We will solve the XOR problem (see context) with the MLP Classifier.

In order to do this, we will need a Neural Network with 3 layers: an input layer with 2 input neurons, a hidden layer with 2 neurons and an output layer with one neuron.

_images/xor_neural_network.PNG

We will however not do a normal classification.
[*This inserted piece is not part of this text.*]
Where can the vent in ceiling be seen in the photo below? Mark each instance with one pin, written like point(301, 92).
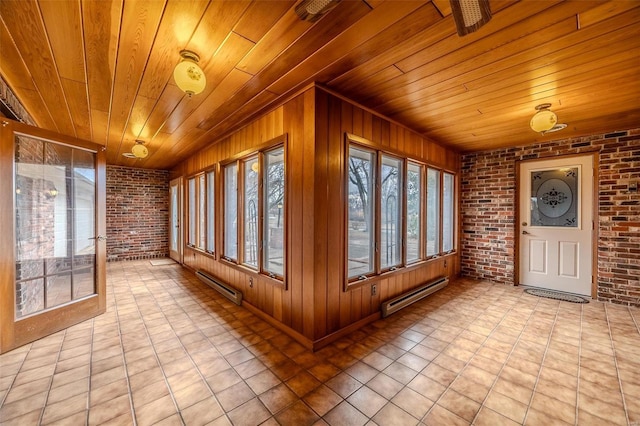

Instead, we will calculate the probability for each input that the output is class 1! Have another look at the training data, we have two classes: class 1 and class 2.

Run the Neural Network MLPClassifier in QGIS

We need the following input for the GUI:

  • The image for classification: xor
  • The raster for training: xor_training
  • The no-data-value is -1
  • Number of neurons for each hidden layer: 2 neurons in 1 hidden layer
  • Test size: 0
  • We want the probability of class 1 (we have two classes, 1 and 2)
  • Output file path
_images/xor_gui.PNG

After the training, the network error is shown as a plot like:

_images/xor_network_error.PNG

The resulting image should look something like this:

_images/xor_image.PNG

Probability of each pixel being class 1, ranging from 0 (black, zero probability) to 1 (white, max certainty)

In theory there are two decision surfaces, the image above only shows one. Can you explain?